Context – the additional knowledge the model draws from.
Prompt – the instructions that tell the model what to do with the context.
Right now, most companies are choosing the preferred model (e.g. Copilot, ChatGPT, Gemini), and then leaving the context and prompt setting up to the user.
That's like giving a race car to an amateur and expecting them to tune the engine, and develop the racing strategy.
And this is why we’re producing more slop than success.
The winning strategy is to teach employees to build custom AI—reusable programs with embedded instructions and context.
ChatGPT pioneered this in 2023, and now all the major platforms offer custom AI capabilities:
ChatGPT: GPTs & Projects
Copilot: Agents & Notebooks
Gemini: Gems
Claude: Projects
Building custom AI is the most high-leverage and powerful feature in the entire pantheon of AI tools.
But it's woefully underutilized.
Despite 12–15 million people now paying for ChatGPT and having access to custom GPTs and Projects, only about 10–15% have ever created one—and it’s estimated that fewer than 5% use them regularly.
Giving people access to premium AI tools is not enough. You also need to help them use the critical feature of custom AI.
Set Context for Success
Instead of making employees enter context on their own, custom AI can automatically embed key knowledge into the AI itself.
Companies can create comprehensive knowledge documents—company offerings, policies, process playbooks, standard data, industry insights, and workflow specifications—that every custom AI draws from.
Employees can then build specialized AIs for their unique roles while ensuring those tools pull from accurate, up-to-date company knowledge.
This centralized approach also begins to establish knowledge management practices which will become increasingly important as AI matures and companies strive to differentiate.
Make Prompting Foolproof
Instead of teaching employees to write perfect prompts every time, teach them to build reusable custom AI tools that apply smart instructions.
It's easier, more effective, and eliminates the prompting guesswork.
Custom AI is like building a specialized "act like" prompt that defines the tool’s:
Why: Purpose and objectives
How: Process and approach
What: Deliverables and standards
Then point custom AI to your internal knowledge documents, and you’re creating tools that consistently deliver valuable results without hallucinations.
Custom AIs can also be refined, improved, and shared across teams—they become IP assets of the organization.
With custom AI, employees are empowered to build and adapt their own AI, and the two biggest sources of slop—missing context and weak prompting—are no longer left to chance.
From Strategy to Success
The path from AI slop to AI success starts with training people on how to build and use custom AI.
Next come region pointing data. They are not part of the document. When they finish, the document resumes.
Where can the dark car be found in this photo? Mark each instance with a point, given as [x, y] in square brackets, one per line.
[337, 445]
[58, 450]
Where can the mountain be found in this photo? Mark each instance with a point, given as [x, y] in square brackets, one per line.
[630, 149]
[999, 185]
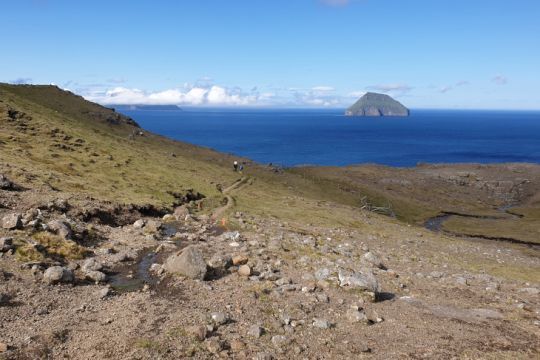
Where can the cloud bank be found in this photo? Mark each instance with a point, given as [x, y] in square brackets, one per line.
[196, 96]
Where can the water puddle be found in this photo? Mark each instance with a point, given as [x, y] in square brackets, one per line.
[135, 277]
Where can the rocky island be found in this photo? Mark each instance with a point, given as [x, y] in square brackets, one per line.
[373, 104]
[117, 243]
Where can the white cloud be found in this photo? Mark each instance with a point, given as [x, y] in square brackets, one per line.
[391, 88]
[500, 80]
[323, 88]
[21, 81]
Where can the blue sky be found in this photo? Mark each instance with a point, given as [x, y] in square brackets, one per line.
[303, 53]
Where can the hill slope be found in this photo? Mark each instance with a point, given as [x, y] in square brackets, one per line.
[103, 226]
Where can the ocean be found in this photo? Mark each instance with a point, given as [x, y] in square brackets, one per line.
[327, 137]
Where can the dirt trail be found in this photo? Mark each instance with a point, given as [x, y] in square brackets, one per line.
[218, 212]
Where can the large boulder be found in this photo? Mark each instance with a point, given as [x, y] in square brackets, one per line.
[57, 274]
[5, 183]
[6, 244]
[12, 221]
[372, 260]
[61, 228]
[189, 263]
[364, 281]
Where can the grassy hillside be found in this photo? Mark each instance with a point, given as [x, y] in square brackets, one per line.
[54, 138]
At Coachfully.AI, we've found the most success by hosting workshops with company leaders where each person is shown how to build a custom AI designed for their most important work.
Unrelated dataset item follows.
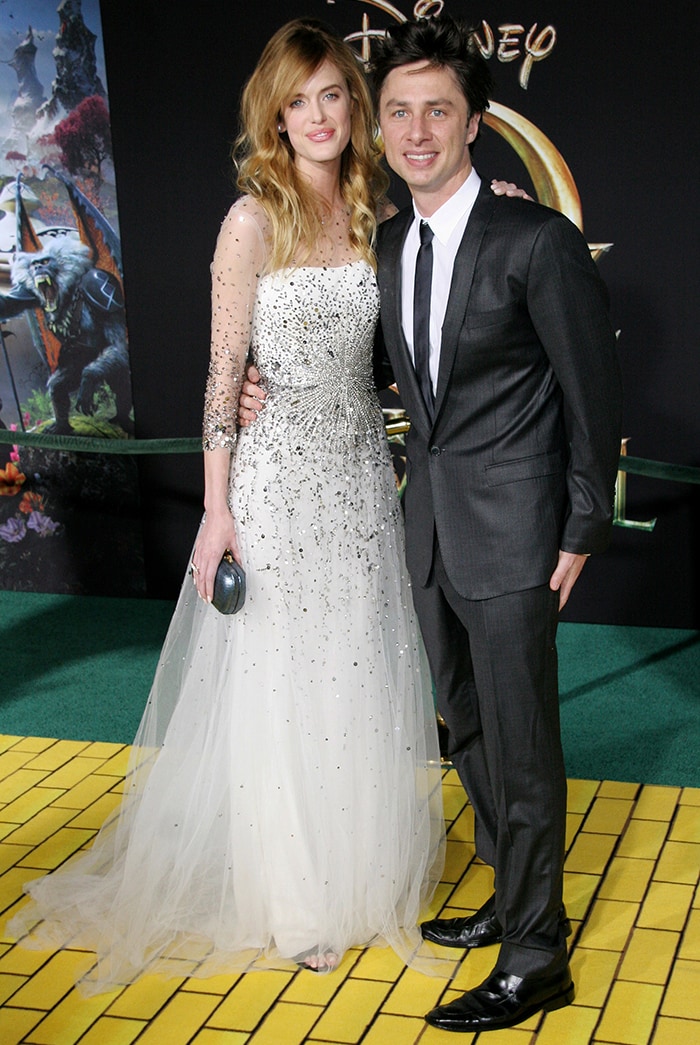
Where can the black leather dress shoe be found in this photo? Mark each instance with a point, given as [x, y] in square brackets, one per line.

This gets everyone aligned on the AI adoption strategy while also providing hands-on training on the best practices of custom AI.
Then we suggest that companies schedule regular check-in sessions where people can share wins, challenges, and questions.
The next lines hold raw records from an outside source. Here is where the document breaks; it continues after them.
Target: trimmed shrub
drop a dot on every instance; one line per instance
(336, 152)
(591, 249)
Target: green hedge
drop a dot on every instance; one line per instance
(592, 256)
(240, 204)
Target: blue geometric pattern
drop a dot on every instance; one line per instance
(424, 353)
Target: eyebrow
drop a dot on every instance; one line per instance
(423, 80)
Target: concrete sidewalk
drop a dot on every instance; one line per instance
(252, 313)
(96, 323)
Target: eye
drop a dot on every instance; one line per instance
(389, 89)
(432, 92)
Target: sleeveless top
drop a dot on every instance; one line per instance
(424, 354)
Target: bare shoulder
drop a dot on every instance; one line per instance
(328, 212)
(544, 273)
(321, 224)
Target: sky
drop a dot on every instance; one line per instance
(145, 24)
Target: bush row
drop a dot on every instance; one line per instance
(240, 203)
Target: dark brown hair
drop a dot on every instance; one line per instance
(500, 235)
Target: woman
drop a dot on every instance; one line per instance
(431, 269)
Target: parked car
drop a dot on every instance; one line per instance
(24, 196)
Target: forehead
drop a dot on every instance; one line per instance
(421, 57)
As colleagues see new use cases, best practices, and tangible productivity gains, enthusiasm spreads throughout the organization, and individual progress is turned into collective learning and momentum.
Soon other teams want custom AI workshops, and what started as an experiment becomes your next competitive advantage.
Time to Stop the Slop
The majority of enterprise AI initiatives fail because companies either empower employees without structure, or push solutions without employee engagement.
The solution isn't better models or more training—it's smarter implementation.
Custom AI eliminates slop by embedding context and instructions into reusable tools.
Instead of expecting employees to craft perfect prompts, you teach them to create specialized AI assistants that know your business.
Companies that get this right won't just see better ROI.
They'll create workplaces where technology genuinely empowers people to do the best work of their lives.